# ACSI or Camping cheque sites in Dordogne



## mgb (Dec 4, 2008)

Can anyone recommend a site in Dordogne that accepts ASCI card or camping cheques
There seems to be so many it is difficult to choose
We would like one with good on site restaurant/bar and within easy reach by car of villages etc
We are not to keen on waterparks though
Happy wheels
MGB


----------



## teemyob (Nov 22, 2005)

*Sites*

Hello,

I am going to hyjack your thread, saves filling up with more and bump it up in the process.

We have just bought the ASCI DVD. Last year be bought the book and it came with a Camping Card. The DVD has not? As our old card states "08" on it will it be refused?

Trev.


----------



## devonidiot (Mar 10, 2006)

Definately ACSI card.

The '08 card needs to be replaced with this tears card.


----------



## teemyob (Nov 22, 2005)

*Card*

Hello and Thanks DevonIdiot,

So does anyone know if the DVD should come with a Card?

Trev.


----------



## chalky9 (Oct 27, 2006)

No, the DVD shows all ACSI-approved campsites.
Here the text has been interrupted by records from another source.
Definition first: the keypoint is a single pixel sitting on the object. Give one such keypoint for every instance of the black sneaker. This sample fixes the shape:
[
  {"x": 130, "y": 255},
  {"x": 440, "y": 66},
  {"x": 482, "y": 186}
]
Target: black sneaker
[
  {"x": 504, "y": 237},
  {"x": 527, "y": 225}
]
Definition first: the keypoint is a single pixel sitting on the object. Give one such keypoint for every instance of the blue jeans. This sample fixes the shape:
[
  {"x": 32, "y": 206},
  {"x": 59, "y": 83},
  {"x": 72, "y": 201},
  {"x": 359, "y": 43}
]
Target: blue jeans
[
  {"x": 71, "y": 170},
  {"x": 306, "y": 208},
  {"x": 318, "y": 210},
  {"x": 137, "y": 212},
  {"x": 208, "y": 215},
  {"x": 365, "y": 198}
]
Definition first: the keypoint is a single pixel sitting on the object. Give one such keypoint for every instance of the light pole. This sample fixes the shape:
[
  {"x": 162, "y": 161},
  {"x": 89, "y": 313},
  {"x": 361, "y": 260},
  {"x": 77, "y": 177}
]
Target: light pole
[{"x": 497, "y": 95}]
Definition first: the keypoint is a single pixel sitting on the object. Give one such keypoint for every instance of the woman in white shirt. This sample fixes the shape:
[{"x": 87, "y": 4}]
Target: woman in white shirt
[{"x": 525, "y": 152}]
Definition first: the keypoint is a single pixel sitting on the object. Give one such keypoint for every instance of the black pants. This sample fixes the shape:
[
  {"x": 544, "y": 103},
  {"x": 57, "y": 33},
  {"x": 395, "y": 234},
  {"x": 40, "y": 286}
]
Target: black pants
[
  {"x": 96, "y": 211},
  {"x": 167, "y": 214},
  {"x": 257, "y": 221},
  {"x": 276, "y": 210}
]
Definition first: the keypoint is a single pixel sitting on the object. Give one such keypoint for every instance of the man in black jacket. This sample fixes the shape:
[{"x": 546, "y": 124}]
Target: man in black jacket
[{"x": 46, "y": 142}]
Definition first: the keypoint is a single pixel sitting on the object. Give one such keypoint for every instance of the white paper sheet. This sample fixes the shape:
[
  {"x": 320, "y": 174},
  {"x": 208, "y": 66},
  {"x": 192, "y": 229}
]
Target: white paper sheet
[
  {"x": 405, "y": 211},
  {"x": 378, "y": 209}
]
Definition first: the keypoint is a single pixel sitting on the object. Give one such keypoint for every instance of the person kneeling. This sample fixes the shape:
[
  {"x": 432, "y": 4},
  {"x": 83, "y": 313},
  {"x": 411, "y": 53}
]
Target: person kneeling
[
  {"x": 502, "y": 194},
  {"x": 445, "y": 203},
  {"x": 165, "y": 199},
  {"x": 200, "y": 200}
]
The card only gets you a discount at the campsites shown in the book or on their website: http://www.campingcard.co.uk/gb/en/home/uc33-l2-n253/


----------



## teemyob (Nov 22, 2005)

*Thanks*

Thanks Chalky9,

Wonder if vicarious will take DVD back and swap for book/card?

Trev


----------



## ronin56 (May 25, 2007)

*Re: Thanks*



teemyob said:


> Thanks Chalky9,
> 
> Wonder if vicarious will take DVD back and swap for book/card?
> 
> Trev


In my opinion it's well worth having both. The book gets you the discount card and has in it the sites which accept the card but the DVD also has sites which have been ACSI inspected but are not in the discount scheme and gives a lot more information about all the sites including links to websites etc.


----------



## vicdicdoc (May 14, 2005)

mgb said:


> Can anyone recommend a site in Dordogne that accepts ASCI card or camping cheques
> There seems to be so many it is difficult to choose
> We would like one with good on site restaurant/bar and within easy reach by car of villages etc
> We are not to keen on waterparks though
> ...


When are you planning going ? . . ACSI card system does not operate in 'high season' . . .
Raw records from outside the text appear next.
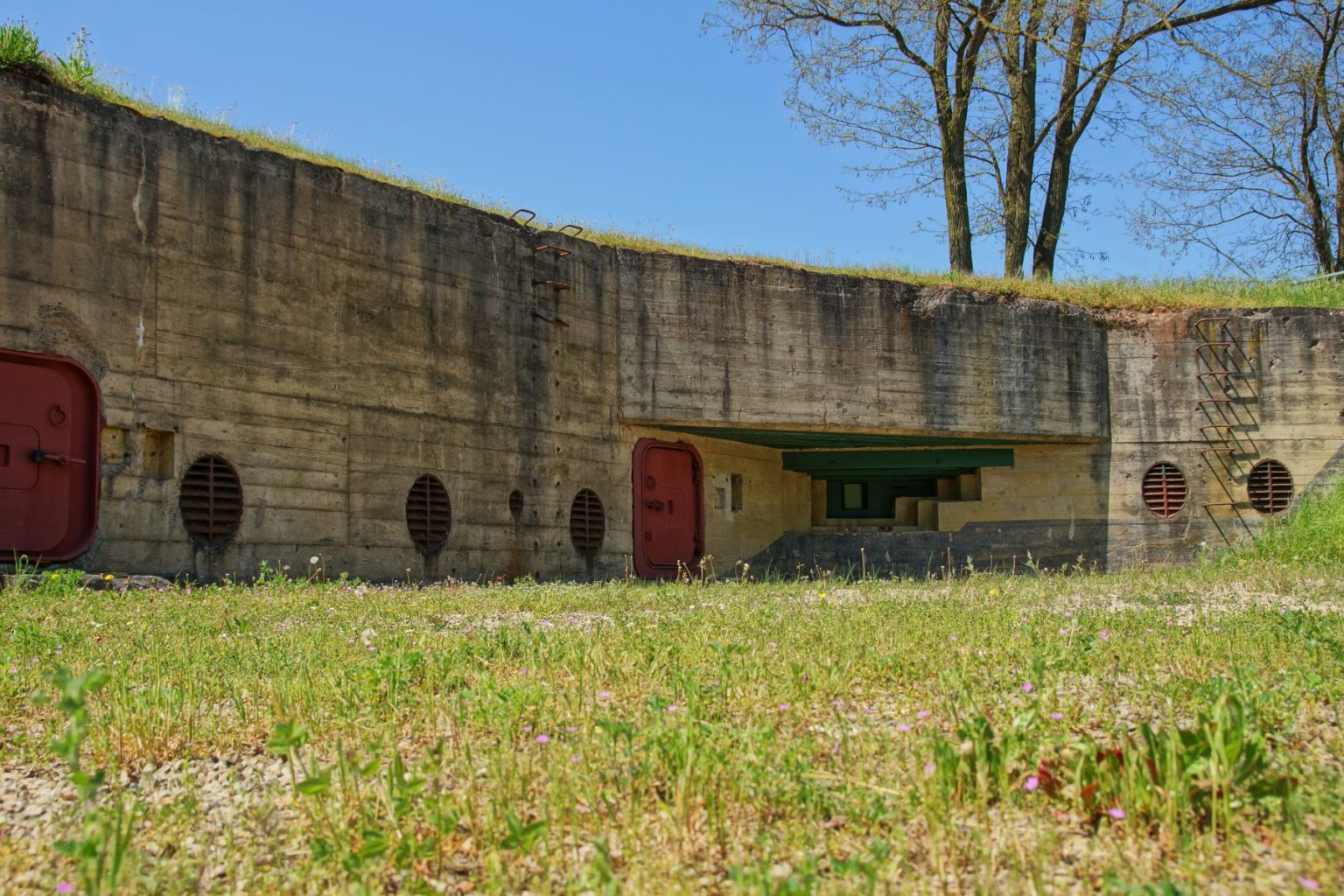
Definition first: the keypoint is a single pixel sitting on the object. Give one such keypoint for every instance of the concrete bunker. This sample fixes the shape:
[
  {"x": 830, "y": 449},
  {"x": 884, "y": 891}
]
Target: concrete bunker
[{"x": 292, "y": 360}]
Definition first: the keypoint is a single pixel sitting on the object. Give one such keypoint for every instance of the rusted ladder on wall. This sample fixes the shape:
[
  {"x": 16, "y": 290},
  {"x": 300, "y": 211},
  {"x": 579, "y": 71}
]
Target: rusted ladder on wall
[
  {"x": 524, "y": 218},
  {"x": 1226, "y": 409}
]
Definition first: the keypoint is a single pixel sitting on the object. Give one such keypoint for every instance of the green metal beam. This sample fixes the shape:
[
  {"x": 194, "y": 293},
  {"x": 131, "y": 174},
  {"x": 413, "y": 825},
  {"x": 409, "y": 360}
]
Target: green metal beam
[
  {"x": 797, "y": 439},
  {"x": 894, "y": 464}
]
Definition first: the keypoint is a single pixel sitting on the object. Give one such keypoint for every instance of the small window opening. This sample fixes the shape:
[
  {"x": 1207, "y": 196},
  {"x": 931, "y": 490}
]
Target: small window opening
[
  {"x": 855, "y": 496},
  {"x": 1269, "y": 486},
  {"x": 429, "y": 514},
  {"x": 588, "y": 522},
  {"x": 211, "y": 501},
  {"x": 1164, "y": 489},
  {"x": 159, "y": 454}
]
Have a look at this site, we've been there several times & really enjoyed it:-
http://www.motorhomefacts.com/modules.php?name=Campsites&op=display_results&csid=956


----------



## mgb (Dec 4, 2008)

Vicidoc
Thanks for the suggestion; we are are planning to spend the latter half of June in the Doirdogne
MGB


----------



## mgb (Dec 4, 2008)

*Camping Le Paradis Dordogne Perigord Nord*

Has any stayed at Camping Le Paradis in the Dordogne region and would you recommend it
Many thanks in anticipation
MGB


----------



## jax (May 11, 2007)

Keith & I have camped on the Le Paradis site and it is without doubt a beautiful site and well looked after. The food in the restaurant was one of the best meals we have ever had in France. Unfortunately we were camped under a tree that pounded us with nuts all night long!
Jax


----------



## Suenliam (Mar 22, 2006)

We are at Camping Les 3 Caupain at Le Bugue ( formerly Municipal Le Port). It is a 12 euro ASCI site and just now we are sharing it with about 5 or 6 others! This is being typed in the on-site bar by the small pool, but we are the only ones here - bliss. It's a pleasant easy stroll into Le Bugue with a choice of restaurants and within easy reach of all the usual Dordogne villages. 

I can certainly recommend the site, it is friendly and the facilities not the most modern, but very clean. Lots of grass on the pitches and either shady or open aspect.

We are taking the local train tomorrow to look at Perigieux.

Liam says it is the best site he has ever been to - but then he would - he's sitting here looking at a french motorhome magazine with a pastis in hand!

Sue


----------